The IMF’s favourable view of today’s accord will help to convince further bondholders to agree to the restructuring, said Martínez. The government also hopes to reach an agreement with the IMF for a new credit line by the end of August. The ministry is also negotiating a re-profiling of bilateral debt with China and the disbursal of additional funds from the Asian country this year as it still needs to close a financing gap, he added.
“The result is much more positive for Ecuador than I’d expected,” said Santiago Mosquera, a Quito-based analyst at boutique investment bank Analytica Investments. “Interest rates and coupon payments are low, which is what Ecuador needed.”
The debt accord would give the nation considerable breathing room, well beyond when Moreno’s term ends next May. Political opponents have criticised the president and his finance team for not taking a more aggressive approach in the restructuring talks.
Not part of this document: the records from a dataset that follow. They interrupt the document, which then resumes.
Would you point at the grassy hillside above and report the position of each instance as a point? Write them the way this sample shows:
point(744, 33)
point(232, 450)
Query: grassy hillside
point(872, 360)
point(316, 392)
Yet they’ve won praise from key creditors who say Ecuador officials have been much more reasonable than their counterparts in Argentina, where negotiations have dragged on for months.
“It took Argentina 15 years to return to the market,” Martínez said on a conference call in late May before the debt talks picked up. “Ecuador cannot fall into something like this. That would be very traumatic for the country.”
The nation’s largest reported bondholders include Ashmore, BlackRock and Goldman Sachs Group Inc, according to data compiled by Bloomberg.